Community

Ward 6 to be Redistricting Focus in D.C.

The District’s Ward 6 — which encompasses established neighborhoods such as Capitol Hill and Eastern Market as well as bustling areas such as the Southwest Waterfront, Navy Yard and NoMa — has emerged as the epicenter for the city’s redistricting process that will begin next month.

U.S. Census Bureau 2020 data released on Aug. 12 showed the District with a population of 689,545 in 2020, an increase of about 88,000 people from the 2020 number of 601,723. Half of the District’s population growth occurred among whites moving into the city.

However, Blacks left the city at the level of 9.1 percent. The data show the District as the only state-level jurisdiction in the nation in which the white population increased in the past decade. Overall, the census reported the District as 50 percent Black, 38 percent white and 11.3 percent Latino.

Ward 6, located largely in the eastern part of the District, accounted for nearly a third of the city’s growth or 31,604 residents, during the previous decade, the census reported. In contrast, the slowest growth occurred in Wards 2 and 7. The sluggish growth in Wards 2 and 7 could account for the former’s heavy university presence that tends to be seasonal and the latter having Black neighborhoods that could have been undercounted, city observers said. Wards 1,2,3,4 and 5 had population growth but nowhere near the level of Ward 6’s during the past decade, according to the data.

The census data comes as the District, like other state-level jurisdictions throughout the nation, prepares for redistricting. In the District, ward and advisory neighborhood commission boundaries will be drawn based on the data.
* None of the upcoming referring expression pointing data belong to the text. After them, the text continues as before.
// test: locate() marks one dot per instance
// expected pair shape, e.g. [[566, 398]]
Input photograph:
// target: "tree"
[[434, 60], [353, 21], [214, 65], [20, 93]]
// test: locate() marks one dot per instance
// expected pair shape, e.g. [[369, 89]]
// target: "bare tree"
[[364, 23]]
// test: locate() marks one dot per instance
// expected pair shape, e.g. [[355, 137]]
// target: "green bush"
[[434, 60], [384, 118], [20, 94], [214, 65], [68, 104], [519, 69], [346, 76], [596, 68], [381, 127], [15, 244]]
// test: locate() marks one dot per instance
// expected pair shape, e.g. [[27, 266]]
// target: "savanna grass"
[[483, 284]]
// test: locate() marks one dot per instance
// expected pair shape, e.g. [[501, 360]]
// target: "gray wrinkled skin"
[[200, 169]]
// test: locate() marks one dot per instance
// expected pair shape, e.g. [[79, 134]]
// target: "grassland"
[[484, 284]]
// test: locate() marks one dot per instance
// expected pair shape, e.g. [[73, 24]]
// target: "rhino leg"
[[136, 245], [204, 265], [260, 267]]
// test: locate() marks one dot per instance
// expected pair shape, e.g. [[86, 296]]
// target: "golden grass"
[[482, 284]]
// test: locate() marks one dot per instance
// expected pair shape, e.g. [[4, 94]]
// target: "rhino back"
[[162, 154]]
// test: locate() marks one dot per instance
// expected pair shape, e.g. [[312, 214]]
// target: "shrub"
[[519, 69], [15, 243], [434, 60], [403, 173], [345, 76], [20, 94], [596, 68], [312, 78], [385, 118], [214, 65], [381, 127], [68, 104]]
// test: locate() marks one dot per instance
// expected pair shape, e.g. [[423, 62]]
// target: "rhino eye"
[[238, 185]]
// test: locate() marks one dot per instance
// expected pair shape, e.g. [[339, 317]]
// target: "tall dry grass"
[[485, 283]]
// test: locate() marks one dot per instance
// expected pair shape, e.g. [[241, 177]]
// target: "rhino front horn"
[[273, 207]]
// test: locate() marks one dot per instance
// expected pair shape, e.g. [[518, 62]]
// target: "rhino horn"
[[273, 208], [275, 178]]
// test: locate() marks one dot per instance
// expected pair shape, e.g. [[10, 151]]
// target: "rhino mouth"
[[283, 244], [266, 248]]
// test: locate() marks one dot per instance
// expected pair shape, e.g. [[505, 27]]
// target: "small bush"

District law requires relatively equal size for all ward populations, within a range of five percent above or below the average ward population. According to 2020 census data, a ward’s population would be 86,193 residents.

As a result, Ward 6 would have to give up 17,699 residents to other wards for there to be a population balance. Meanwhile, Wards 7 and 8 will need to expand with the former needing 5,600 residents and the latter, 3,370.

Silverman Talks Redistricting

D.C. Council member Elissa Silverman (I-At Large) chairs the subcommittee that will lead the redistricting process. Serving with her are D.C. Councilmembers Anita Bonds (D-At Large) and Christine Henderson (I-At Large).

Silverman said the Ward 6 population numbers don’t surprise her.

“Ward 6 has had a tremendous number of residents over the past decade,” she said. “Ward 7 and 8 have had the least number of people in terms of growth. There must be balance in population among the wards. We’re going to make sure the redistricting process is fair; it will be conducted with integrity and everyone will be heard.”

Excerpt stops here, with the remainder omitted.